Archivio tag | A.T.I. Consorzio Artigiani Romagnolo Soc. Coop.

Kamarina (Rg). Riapre il museo Archeologico regionale chiuso dal 2018 per un articolato intervento di riqualificazione e allestimento, all’interno di un progetto complessivo dell’intero parco archeologico

kamarina_archeologico_riapre-il-museo_nuovo-allestimento_1_foto-regione-siciliana

Il nuovo allestimento del museo Archeologico regionale di Kamarina (Rg) (foto regione siciliana)

Era chiuso nell’ottobre del 2018. Riapre oggi, 1° agosto 2022, con una cerimonia alle 19, il museo regionale di Kamarina (Rg), parte importante del parco archeologico di Kamarina e Cava d’Ispica, dopo quasi 4 anni di chiusura, grazie a un’importante opera di riqualificazione e allestimento all’interno di un progetto di complessiva revisione, finanziato con risorse del PON Cultura 2014/2020. “La riapertura del museo”, spiega Alberto Samonà, assessore regionale alla Cultura e all’identità siciliana, “è parte di un’azione complessiva di riqualificazione dell’intero parco archeologico che trova nello spazio museale un elemento di grande pregio e valore per le opere contenute che raccontano la storia del territorio. Riaprire il museo è una priorità che abbiamo fortemente voluto e rappresenta bene la nostra politica tesa a rafforzare l’offerta turistico-culturale del Sud Est e del Ragusano in particolare”.

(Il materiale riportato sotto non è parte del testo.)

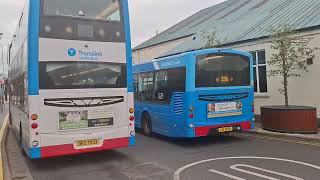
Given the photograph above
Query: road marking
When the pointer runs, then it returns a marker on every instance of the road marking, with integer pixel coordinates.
(280, 139)
(236, 167)
(226, 175)
(2, 131)
(178, 171)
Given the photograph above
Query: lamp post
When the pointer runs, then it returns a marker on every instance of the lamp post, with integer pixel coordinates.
(1, 35)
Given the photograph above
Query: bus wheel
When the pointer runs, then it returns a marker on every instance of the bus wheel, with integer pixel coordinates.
(146, 125)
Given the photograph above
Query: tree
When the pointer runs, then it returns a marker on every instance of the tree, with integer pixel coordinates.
(210, 39)
(289, 59)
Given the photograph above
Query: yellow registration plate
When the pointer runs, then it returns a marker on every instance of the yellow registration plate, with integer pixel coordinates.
(89, 142)
(225, 129)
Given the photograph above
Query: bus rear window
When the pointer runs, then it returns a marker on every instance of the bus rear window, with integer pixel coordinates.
(82, 75)
(222, 70)
(108, 10)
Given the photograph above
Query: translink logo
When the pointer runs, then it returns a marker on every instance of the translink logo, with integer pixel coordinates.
(72, 52)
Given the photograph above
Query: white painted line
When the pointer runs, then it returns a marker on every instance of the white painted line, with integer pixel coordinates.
(226, 175)
(237, 167)
(178, 172)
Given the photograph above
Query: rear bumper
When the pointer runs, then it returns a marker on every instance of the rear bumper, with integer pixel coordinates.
(205, 130)
(68, 149)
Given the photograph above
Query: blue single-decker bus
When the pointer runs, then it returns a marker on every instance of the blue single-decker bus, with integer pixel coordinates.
(196, 93)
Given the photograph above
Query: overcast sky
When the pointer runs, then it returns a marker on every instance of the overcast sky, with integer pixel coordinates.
(147, 16)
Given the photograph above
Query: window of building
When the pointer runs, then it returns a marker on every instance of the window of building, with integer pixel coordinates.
(260, 71)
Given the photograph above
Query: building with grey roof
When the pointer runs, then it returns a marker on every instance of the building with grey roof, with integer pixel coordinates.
(245, 25)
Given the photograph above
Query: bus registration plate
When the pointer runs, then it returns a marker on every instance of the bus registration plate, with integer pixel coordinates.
(87, 143)
(225, 129)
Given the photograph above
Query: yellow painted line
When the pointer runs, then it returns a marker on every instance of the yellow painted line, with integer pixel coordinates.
(281, 139)
(2, 135)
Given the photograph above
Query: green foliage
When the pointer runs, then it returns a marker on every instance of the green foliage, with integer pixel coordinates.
(289, 59)
(210, 39)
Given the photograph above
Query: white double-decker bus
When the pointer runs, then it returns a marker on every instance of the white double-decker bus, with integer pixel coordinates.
(70, 77)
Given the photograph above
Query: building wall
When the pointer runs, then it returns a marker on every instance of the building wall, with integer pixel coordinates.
(143, 55)
(302, 91)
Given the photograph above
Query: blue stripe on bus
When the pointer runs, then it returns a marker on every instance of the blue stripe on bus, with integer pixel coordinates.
(132, 141)
(128, 44)
(35, 153)
(33, 47)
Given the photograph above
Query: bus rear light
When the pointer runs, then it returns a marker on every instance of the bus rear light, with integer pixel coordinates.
(34, 117)
(35, 143)
(47, 28)
(191, 116)
(34, 125)
(131, 118)
(191, 108)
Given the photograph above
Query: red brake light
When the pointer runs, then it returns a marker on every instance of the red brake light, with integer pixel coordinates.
(34, 125)
(191, 116)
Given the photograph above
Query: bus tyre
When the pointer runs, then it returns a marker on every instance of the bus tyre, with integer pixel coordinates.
(146, 125)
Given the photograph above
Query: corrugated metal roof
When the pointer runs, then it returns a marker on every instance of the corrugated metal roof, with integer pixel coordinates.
(240, 20)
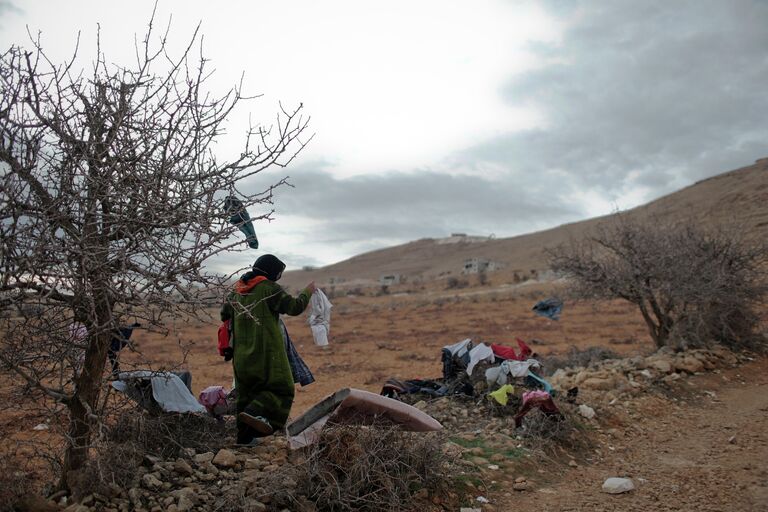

kamarina_archeologico_riapre-il-museo_nuovo-allestimento_3_foto-regione-siciliana

Il nuovo allestimento del museo Archeologico regionale di Kamarina (Rg) (foto regione siciliana)

I lavori, realizzati dalla A.T.I. Consorzio Artigiani Romagnolo Soc. Coop., per un importo di 1 milione 854mila 115 euro sono stati appaltati dalla soprintendenza dei Beni culturali di Ragusa e la direzione dei lavori affidata all’arch. Domenico Buzzone, direttore del parco archeologico, RUP Nello lo Monaco. Il progetto complessivo prevede la riqualificazione dell’area archeologica di Kamarina, con la creazione di nuovi percorsi che vanno dal Museo fino all’area dell’Agorà, la copertura della Stoa Nord ed Ovest, l’illuminazione dei percorsi, il sistema di video sorveglianza, la sistemazione a verde dell’aria adiacente al Museo, l’apposizione di nuova cartellonistica esterna e la realizzazione del nuovo Museo che è stato allestito con la sistemazione anche degli spazi esterni.

kamarina_archeologico_riapre-il-museo_nuovo-allestimento_2_foto-regione-siciliana

Il nuovo allestimento del museo Archeologico regionale di Kamarina (Rg) (foto regione siciliana)

kamarina_archeologico_riapre-il-museo_percorso-esterno_foto-regione-siciliana

Magiche atmosfere lungo il percorso che porta al museo Archeologico regionale di Kamarina (Rg) (foto regione siciliana)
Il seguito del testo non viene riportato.